Il Gusto Barocco nähert sich Johann Sebastian Bachs Suiten und Konzerten aus einer gegenwärtigen und zugleich historisch-informierten Perspektive. Auf ihrem neuen Album „Suite & Concertos“ werfen Jörg Halubek und die Alte-Musik-Spezialisten von Il Gusto Barocco einen Blick auf Bachs Aktivitäten im Zimmermannschen Kaffeehaus in Leipzig. Sie rekonstruieren kein konkretes Programm, sondern testen, wie sich der Geist der musikalischen Zusammenkünfte im Kreis von Familie, Verwandten und Schülern in unsere heutige Zeit überführen lässt. „Wir möchten ein moderneres Bild auf Bach werfen, den man heute vor allem als strengen Kirchenkomponisten erlebt.

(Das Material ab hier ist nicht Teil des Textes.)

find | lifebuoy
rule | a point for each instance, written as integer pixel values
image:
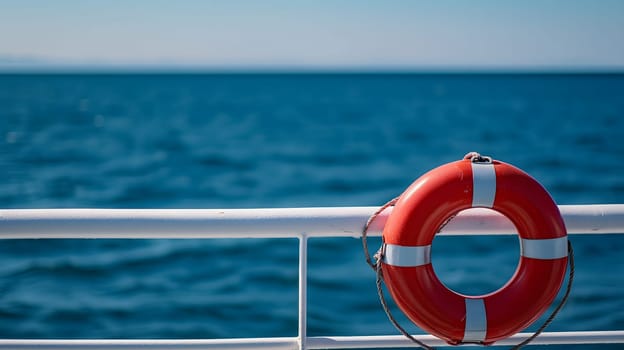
(437, 196)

Uns geht es um die dem Menschen zugewandte, kommunikative Seite“, sagt der Ensembleleiter und Cembalist Jörg Halubek.
Das Cello, das in der Barockmusik langsam aus seinem Generalbass-Schatten heraustritt, führt mit Bachs dritten Cellosuite durch das Programm. Die Solo-Konzerte, die zwischen den Suitesätzen eingefügt sind, erweitern den Einzelfokus auf die Gruppe. Die in der Konzertpraxis oft vorgelebte Unantastbarkeit eines so geschätzten Werks wird zugunsten einer historisch-informierten und zugleich modernen Musizierhaltung infrage gestellt. Denn zu Zeiten Bachs, so ist es überliefert, wurden Instrumentalwerke keineswegs immer im Ganzen aufgeführt. Auch die Reihe der kommenden Alben, die im vergangenen Jahr mit der Einspielung der Brandenburgischen Konzerte begann, sollen einen musikalischen Moderator enthalten. Es gehe darum, die solistischen Qualitäten der einzelnen Musiker und Musikerinnen herauszustellen, die sich im Ensemble zwar zu einem Ganzen fügen, aber doch ihre Individualität behalten. In den für diese Aufnahme gewählten Konzerten erfüllt das Orchester nicht nur Begleitfunktionen. „Ein solches Musikverständnis passt zu der Art, wie wir proben und spielen“, gibt Jörg Halubek Einblicke in die Ensemblearbeit. „Die Interpretationen entstehen bei uns über das gegenseitige Zuhören.“ Das zeigt etwa der langsame Satz des Violinkonzerts, in dem die Bratschenstimme das musikalische Dirigat übernimmt.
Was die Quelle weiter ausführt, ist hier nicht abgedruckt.